The canonical motivating example is a web browser protecting users from malicious links. Storing 1,000,000 known malicious URLs at 20 characters each would require around 20MB. A bloom filter representing the same data with a false positive rate of 0.01% (1 in 10,000) would require a fraction of that memory. False positives merely cause an unnecessary warning to the user – an acceptable trade-off. To eliminate those spurious warnings entirely, the browser can confirm any "maybe" result with a server-side API call. The bloom filter still saves a network request for the vast majority of links that are definitively clean. Google Chrome used a bloom filter for exactly this purpose until 2012.

Other real-world uses:

Akamai uses bloom filters to avoid caching one-off page accesses. A page is only written to cache if the bloom filter indicates it has been seen before, preventing the cache from filling with pages that are never revisited.
Google BigTable uses bloom filters to avoid unnecessary disk reads. When a key lookup arrives, the in-memory bloom filter is checked first. A definitive "not present" response saves a disk access entirely.

How bloom filters work

At its core, a bloom filter is a fixed-size array of bits, all initialized to 0. It uses k independent hash functions.
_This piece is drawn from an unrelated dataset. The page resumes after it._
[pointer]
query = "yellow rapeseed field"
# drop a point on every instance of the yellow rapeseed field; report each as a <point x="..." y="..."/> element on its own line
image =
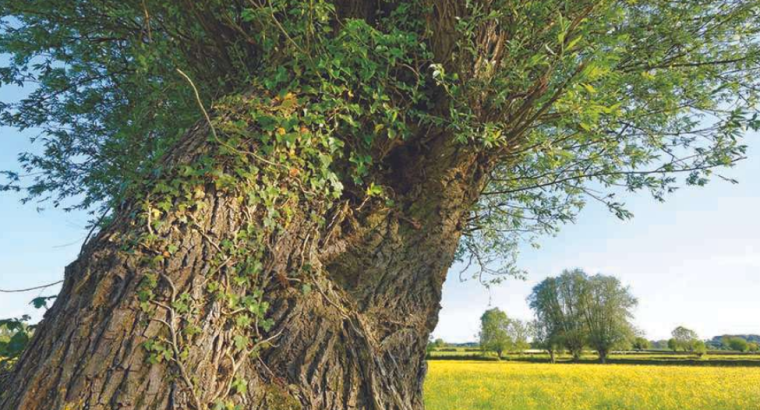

Adding an item: The item is passed through each of the k hash functions. Each hash value is taken modulo the array length to produce a bit position. All k positions are set to 1.

Checking for an item: The same k hash functions are applied to the query item. If all of the resulting bit positions are 1, the filter returns "maybe present." If any position is 0, the filter returns "definitely not present."

A false positive occurs when all of the bit positions for an item happen to have been set by other previously added items. This becomes more likely as the filter fills up.

False positive rate

The false positive rate grows as more bits are set. If x is the fraction of bits currently set to 1 and k is the number of hash functions, the approximate false positive rate is x^k. At half capacity (x = 0.5) with 3 hash functions, the false positive rate is 0.5^3 = 12.5%.

Using more hash functions lowers the false positive rate when the filter is relatively empty – each additional hash function reduces the chance that all bit positions happen to be set by coincidence. However, more hash functions also set more bits per item, filling the filter faster. There is an optimal number of hash functions for any given filter size and expected number of items.

Tuning a bloom filter

If the number of items to be stored (n) and the desired false positive rate (p) are known in advance, the optimal number of bits and hash functions can be calculated:

Number of bits: m = -(n * ln(p)) / (ln(2))^2
Number of hash functions: k = (m / n) * ln(2)

In practice, libraries handle this calculation. The key input is an accurate estimate of n. When uncertain, it is better to over-provision: a larger filter costs very little memory relative to modern hardware, and the consequences of under-provisioning (a rising false positive rate) can be significant.

Deletion

Items cannot be removed from a standard bloom filter. Because multiple items can share bit positions, setting a bit back to 0 to remove an item would risk corrupting the representation of other items.

Counting bloom filters

A counting bloom filter is a variant that replaces each bit with a small counter. Insertion increments the relevant counters, and deletion decrements them. This makes deletion possible, but at a cost:

Counters occupy more memory than bits (typically 8× more).
Counters introduce the possibility of false negatives. If two items share bit positions and one is removed, the counter for a shared position drops to zero, making the filter incorrectly report the other item as absent – eliminating the core guarantee of a standard bloom filter.

Counting bloom filters should only be used when deletion is genuinely required and the trade-offs are acceptable.